What Do T-Men Do for a Living?

I think law has the potential to be a very masculine career, but you have to choose the right area. There is way too much litigation already, a lot of which is bullshit, and I see the lawyers participating in this as being largely parasitic. It would, however, be highly noble to defend clients against bullshit lawsuits. Also, feminist types are currently raping the shit out of men in divorce/family court, and the field needs good men to stand up to this. Just be moral and rational and everything else will follow.

I’m a certified personal trainer! What a joke. But I need to do something to pay for school. I’m thinking graphic design right now.

Student studying “Human Physiology”, hoping to go to grad school for biomechanics, and realizing that this major sucks ass, well at least it does at my university.

I’m in my freshmen year of college and don’t know what I’m interested in. I’ve supported myself playing poker for a few years.

But that stuff isn’t really important, we all know lifting is what we do.

Service clerk for a national pharmacy chain. Normally a floor person but I occasionally work in the photo department. I stock shelves, pick up calls, move lots and lots of boxes around etc. Clean the bathrooms and such too.

Not particularly financially rewarding, but it’s a way station to school and I do enjoy the chance to occasionally throw heavy shit around when we get out truck in. My last job was printing labels at a warehouse and it was deathly boring.

I’d really enjoy the chance to work outside but jobs like that are pretty spare nowadays.

Up until a few years ago I had done everything from bus boy/dishwasher to working with small businesses to coordinate insurance plans for their employees. But, for the first time in my life as a personal trainer, I am happy,confiedent and comfortable with my job.

This thread is a…

[quote]LankyMofo wrote:
tedro wrote:
LankyMofo wrote:
Hucker wrote:

I am a trainee lawyer and, to be frank, feel like a pussy doing such a white collar job.

This is slightly retarded. Do what you are good at or enjoy doing. Who the hell cares about white collar/blue collar labels? Not to mention having a white collar job probably means you’ll have more energy after working to train…

That sounds like something you would hear an accountant say.

Lol, you caught me. Does that mean you disagree with me, though?[/quote]

No, I agree entirely. I just wanted to poke some fun at a retarded thread, and couldn’t pass up a perfect chance to get an accountant at the same time ;).

I train guys like Sam Fisher.

Formerly a software test engineer, currently a Marine Corps officer.

Interesting comments guys.

Funnily enough, if asked on dream paper what my dream job would be it might well be a teacher, but I just worry about how much I would enjoy it in reality.

I don’t think its that I want to do something ‘manly’ or even physical, as such, I think its about essentially staying away from bullshit.

The problem I have is that, being so focused when you train and having set goals and hitting them, is greatly satisfying. Then, in a job, where the goal is moving paper or satisfying some bullshit capitalist somewhere you does not even appeciate sucks.

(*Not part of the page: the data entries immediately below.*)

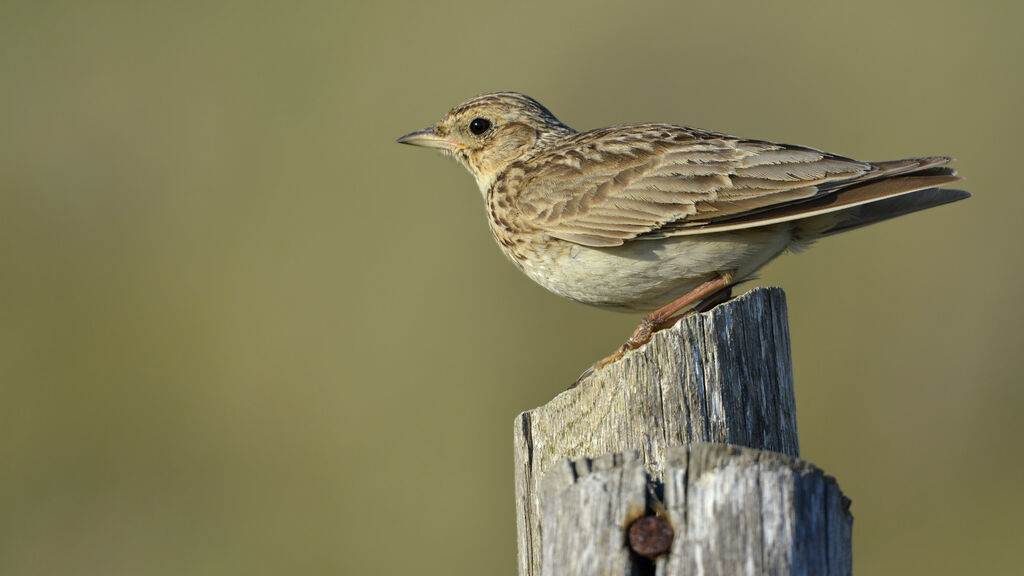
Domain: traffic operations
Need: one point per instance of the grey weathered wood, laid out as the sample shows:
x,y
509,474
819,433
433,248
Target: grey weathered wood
x,y
587,504
734,510
723,376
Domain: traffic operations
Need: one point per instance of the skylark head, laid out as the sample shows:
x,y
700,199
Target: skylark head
x,y
491,131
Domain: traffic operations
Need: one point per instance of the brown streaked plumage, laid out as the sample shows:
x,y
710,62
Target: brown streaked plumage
x,y
647,216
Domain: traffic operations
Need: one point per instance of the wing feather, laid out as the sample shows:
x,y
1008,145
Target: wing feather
x,y
610,186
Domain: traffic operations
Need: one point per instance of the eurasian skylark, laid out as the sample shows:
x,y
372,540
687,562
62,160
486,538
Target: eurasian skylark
x,y
647,216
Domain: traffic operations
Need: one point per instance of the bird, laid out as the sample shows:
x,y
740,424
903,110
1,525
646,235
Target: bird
x,y
659,217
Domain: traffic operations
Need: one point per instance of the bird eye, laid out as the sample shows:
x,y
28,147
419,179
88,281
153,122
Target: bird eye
x,y
479,125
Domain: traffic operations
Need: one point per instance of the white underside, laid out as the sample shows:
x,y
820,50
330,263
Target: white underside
x,y
648,274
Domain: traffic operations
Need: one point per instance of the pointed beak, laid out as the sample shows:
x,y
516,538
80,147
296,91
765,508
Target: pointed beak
x,y
427,137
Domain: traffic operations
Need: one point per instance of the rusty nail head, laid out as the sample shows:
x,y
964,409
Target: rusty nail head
x,y
650,536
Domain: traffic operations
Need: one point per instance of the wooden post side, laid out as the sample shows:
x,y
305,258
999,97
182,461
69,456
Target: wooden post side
x,y
724,376
733,510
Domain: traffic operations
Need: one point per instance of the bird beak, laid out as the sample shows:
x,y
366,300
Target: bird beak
x,y
427,137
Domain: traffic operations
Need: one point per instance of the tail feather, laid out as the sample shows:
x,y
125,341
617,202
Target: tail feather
x,y
890,208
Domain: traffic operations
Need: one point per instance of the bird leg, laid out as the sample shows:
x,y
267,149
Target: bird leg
x,y
712,292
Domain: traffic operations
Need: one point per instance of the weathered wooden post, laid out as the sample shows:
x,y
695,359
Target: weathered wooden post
x,y
695,432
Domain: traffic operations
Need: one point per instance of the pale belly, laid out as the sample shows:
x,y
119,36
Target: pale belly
x,y
646,275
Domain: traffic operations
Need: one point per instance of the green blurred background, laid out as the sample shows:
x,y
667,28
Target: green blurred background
x,y
242,331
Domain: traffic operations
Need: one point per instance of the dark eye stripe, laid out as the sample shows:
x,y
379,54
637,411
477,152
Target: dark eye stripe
x,y
479,125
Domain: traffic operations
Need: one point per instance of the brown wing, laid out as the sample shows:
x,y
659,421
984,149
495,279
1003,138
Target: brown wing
x,y
651,180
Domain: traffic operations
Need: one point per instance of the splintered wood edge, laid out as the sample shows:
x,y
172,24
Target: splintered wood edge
x,y
723,376
728,506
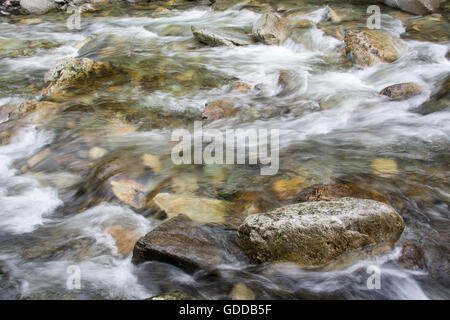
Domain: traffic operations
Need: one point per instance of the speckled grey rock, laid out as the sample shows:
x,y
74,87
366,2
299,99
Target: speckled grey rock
x,y
217,37
38,6
270,29
315,233
420,7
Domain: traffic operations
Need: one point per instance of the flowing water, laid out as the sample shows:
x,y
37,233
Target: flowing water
x,y
55,211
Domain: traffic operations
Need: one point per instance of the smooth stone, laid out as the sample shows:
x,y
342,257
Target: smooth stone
x,y
188,245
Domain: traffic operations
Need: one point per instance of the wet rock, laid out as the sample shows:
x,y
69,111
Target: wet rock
x,y
189,245
215,110
184,183
287,189
439,100
331,192
39,110
401,91
202,210
38,158
270,29
412,257
5,137
420,7
71,71
241,86
370,47
430,28
173,295
241,292
97,153
288,81
125,239
128,191
218,37
152,162
299,108
316,233
38,6
384,167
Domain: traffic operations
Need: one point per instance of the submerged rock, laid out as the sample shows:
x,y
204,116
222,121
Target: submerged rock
x,y
37,110
401,91
288,188
331,192
420,7
241,292
440,99
125,239
202,210
412,257
270,29
71,71
316,233
128,191
384,167
38,6
188,245
215,110
370,47
218,37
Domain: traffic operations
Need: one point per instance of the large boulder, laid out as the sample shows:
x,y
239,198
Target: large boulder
x,y
189,245
218,37
401,91
370,47
420,7
270,29
38,6
72,71
316,233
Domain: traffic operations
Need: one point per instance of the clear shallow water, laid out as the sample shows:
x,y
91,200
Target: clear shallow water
x,y
56,214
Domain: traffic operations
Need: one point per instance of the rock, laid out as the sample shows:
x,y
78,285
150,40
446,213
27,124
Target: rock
x,y
370,47
201,210
385,168
288,189
241,292
152,162
432,28
315,233
173,295
38,6
240,86
71,71
331,192
270,29
215,110
97,153
128,192
420,7
37,110
188,245
412,257
184,183
401,91
440,99
288,81
5,137
125,239
38,158
218,37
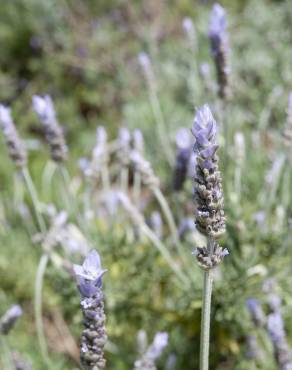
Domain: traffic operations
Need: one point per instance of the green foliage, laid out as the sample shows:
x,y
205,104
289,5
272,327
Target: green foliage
x,y
85,55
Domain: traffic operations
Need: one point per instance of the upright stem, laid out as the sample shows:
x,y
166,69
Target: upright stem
x,y
33,194
205,320
38,305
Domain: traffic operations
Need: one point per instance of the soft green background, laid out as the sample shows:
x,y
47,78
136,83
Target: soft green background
x,y
84,53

Its the meaningless that gets me.

some kind of movie star or entertainer because fame >

Man Whore, and damn good at it.

Mechanical Engineer, downhole tools, oil and gas industry. Very interesting gig. Can be very desk oriented and very hands on as well.

[quote]entheogens wrote:
Software Engineer.[/quote]

Software Tester - The scum of the IT industry.

[quote]njrusmc wrote:
Formerly a software test engineer, currently a Marine Corps officer.[/quote]

Wow. Hope for me yet.

[quote]tom8658 wrote:
entheogens wrote:
Software Engineer.

x2

[/quote]

x3

[quote]Spry wrote:
entheogens wrote:
Software Engineer.

Software Tester - The scum of the IT industry.[/quote]

^^haha (just kidding ;)) Seriously though, I answer to QA and not the other way around. And they get paid more than me :frowning:

[quote]debraD wrote:
tom8658 wrote:
entheogens wrote:
Software Engineer.

x2
x3

Spry wrote:
entheogens wrote:
Software Engineer.

Software Tester - The scum of the IT industry.

^^haha (just kidding ;)) Seriously though, I answer to QA and not the other way around. And they get paid more than me :frowning:

[/quote]

Yep! We earn good coin but we don’t CREATE anything.

It is also way easier - I don’t have to write code (well I’m in automated testing - performance mostly - but its not real code).

It takes ‘soft skills’. Organising people and telling software engineers they cocked up in a nice way…

Software Salesperson for Microsoft Australia up until 3 months ago. Now a Business Development Manager for one of MS’s largest aussie distributors.

office job. i like dressing up.

i spend the days psyching myself up for the evenings training session.

Currently a welder/fabricator, previously tree cutter, concrete worker, legal services sales, refrigeration mechanic, and electro-mechanical/ robotics repair tech.

Hopefully- just applied to build linear actuators for precision applications and aerospace stuff.

I gotta settle down at some point, but there is a lot of neat stuff in the world.